拓海先生、最近部下から『RAGを入れれば相談対応が効率化する』と聞いたのですが、正直よくわからなくて。要するにうちの法務対応を全部AIに任せてよくなるという話ですか?

素晴らしい着眼点ですね!大丈夫、順を追って説明しますよ。まずRAGというのはRetrieval-augmented generation(RAG)—検索強化生成—で、外部の信頼できる文書を引っ張ってきて応答の根拠にする仕組みですよ。

外部の文書を…ですか。つまり古い資料や法令をAIが勝手に参照して答えるということですか。それだと誤りが怖いんですが。

良い疑問です。RAGはただ文書を引っ張ってきて混ぜるだけではなく、どの文書が今の相談に関連するかを『検索』で選び、選んだ文書を根拠に『生成』する点が肝心です。要するに『探す力』と『まとめる力』を組み合わせるんですよ。

それはわかる気がしますが、うちのような現場だと相談が何回も続くことが多いです。会話が進むたびに前提が変わるんですが、RAGはそういう『複数ターン』に対応できるのですか?

素晴らしい観点ですね!そこが今回の研究の核心です。マルチターン、つまり会話が何往復も続く場面で、どの情報を残しどの文書を参照するかが難しいんです。
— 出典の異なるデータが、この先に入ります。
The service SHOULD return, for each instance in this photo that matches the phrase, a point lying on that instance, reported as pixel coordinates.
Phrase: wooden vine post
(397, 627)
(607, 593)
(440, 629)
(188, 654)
論文はその点を評価するためのベンチマークを作って、現状の限界を明らかにしています。

これって要するに、私たちの会話履歴をきちんと保持して、都度適切な法律条文を引っ張ってくる仕組みを測るということですか?

そうなんです!その理解で合っていますよ。加えて彼らは『LLM-as-a-judge』という評価の仕組みを入れて、生成される答えが法的に妥当かどうかをより詳細に判定できるようにしています。LLMはLarge Language Model(LLM)—大規模言語モデル—のことです。
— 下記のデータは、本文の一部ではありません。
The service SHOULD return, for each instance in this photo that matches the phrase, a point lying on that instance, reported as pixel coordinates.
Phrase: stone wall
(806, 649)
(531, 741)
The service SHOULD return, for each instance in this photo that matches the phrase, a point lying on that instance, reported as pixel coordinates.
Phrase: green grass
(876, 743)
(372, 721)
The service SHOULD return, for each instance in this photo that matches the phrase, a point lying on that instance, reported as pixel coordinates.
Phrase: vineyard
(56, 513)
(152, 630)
評価の話は安心できますね。ただ、運用する際のコストや現行の業務との接続も気になります。結局どれくらいの投資が必要で、効果は見込めるんですか?

大丈夫、一緒に整理できますよ。要点は三つです。第一にデータ整備の初期投資、第二に適切な検索エンジンとLLMの選定、第三に運用ルールと人間のチェック体制です。これらが揃えば投資対効果は十分期待できます。
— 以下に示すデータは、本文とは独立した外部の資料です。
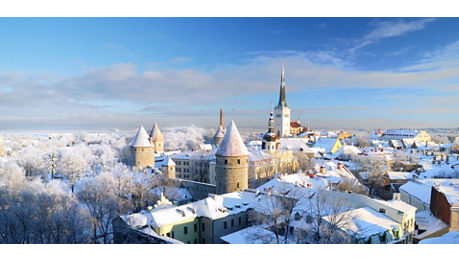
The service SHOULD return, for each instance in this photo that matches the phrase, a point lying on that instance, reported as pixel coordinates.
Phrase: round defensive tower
(232, 160)
(142, 152)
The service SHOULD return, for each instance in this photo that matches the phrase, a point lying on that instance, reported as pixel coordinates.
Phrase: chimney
(340, 166)
(322, 169)
(221, 117)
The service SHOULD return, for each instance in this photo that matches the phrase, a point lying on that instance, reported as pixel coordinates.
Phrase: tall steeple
(282, 111)
(282, 96)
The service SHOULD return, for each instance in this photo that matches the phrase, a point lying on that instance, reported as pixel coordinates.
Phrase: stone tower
(142, 152)
(282, 111)
(270, 141)
(157, 139)
(168, 168)
(220, 133)
(232, 159)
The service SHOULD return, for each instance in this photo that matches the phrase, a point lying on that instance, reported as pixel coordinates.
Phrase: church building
(282, 112)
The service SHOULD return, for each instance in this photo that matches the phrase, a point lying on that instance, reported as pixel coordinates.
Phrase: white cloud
(121, 96)
(386, 29)
(180, 60)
わかりました。まずは小さなパイロットでやってみて、うまく行きそうなら拡大する、というやり方が現実的ですね。では私が会議で説明するために、要点を一度整理してみます。

その意気です!私も会議で使える短いフレーズを用意しますから、一緒に説明資料を作りましょう。大丈夫、やれば必ずできますよ。

ありがとうございます。まとめると、RAGは会話の流れを踏まえて適切な法的根拠を引っ張り、LLMで分かりやすく答える仕組みで、評価基盤が整ってきたので段階的導入を検討する価値がある、という理解で合っていますか。私の言葉で言うとそういうことです。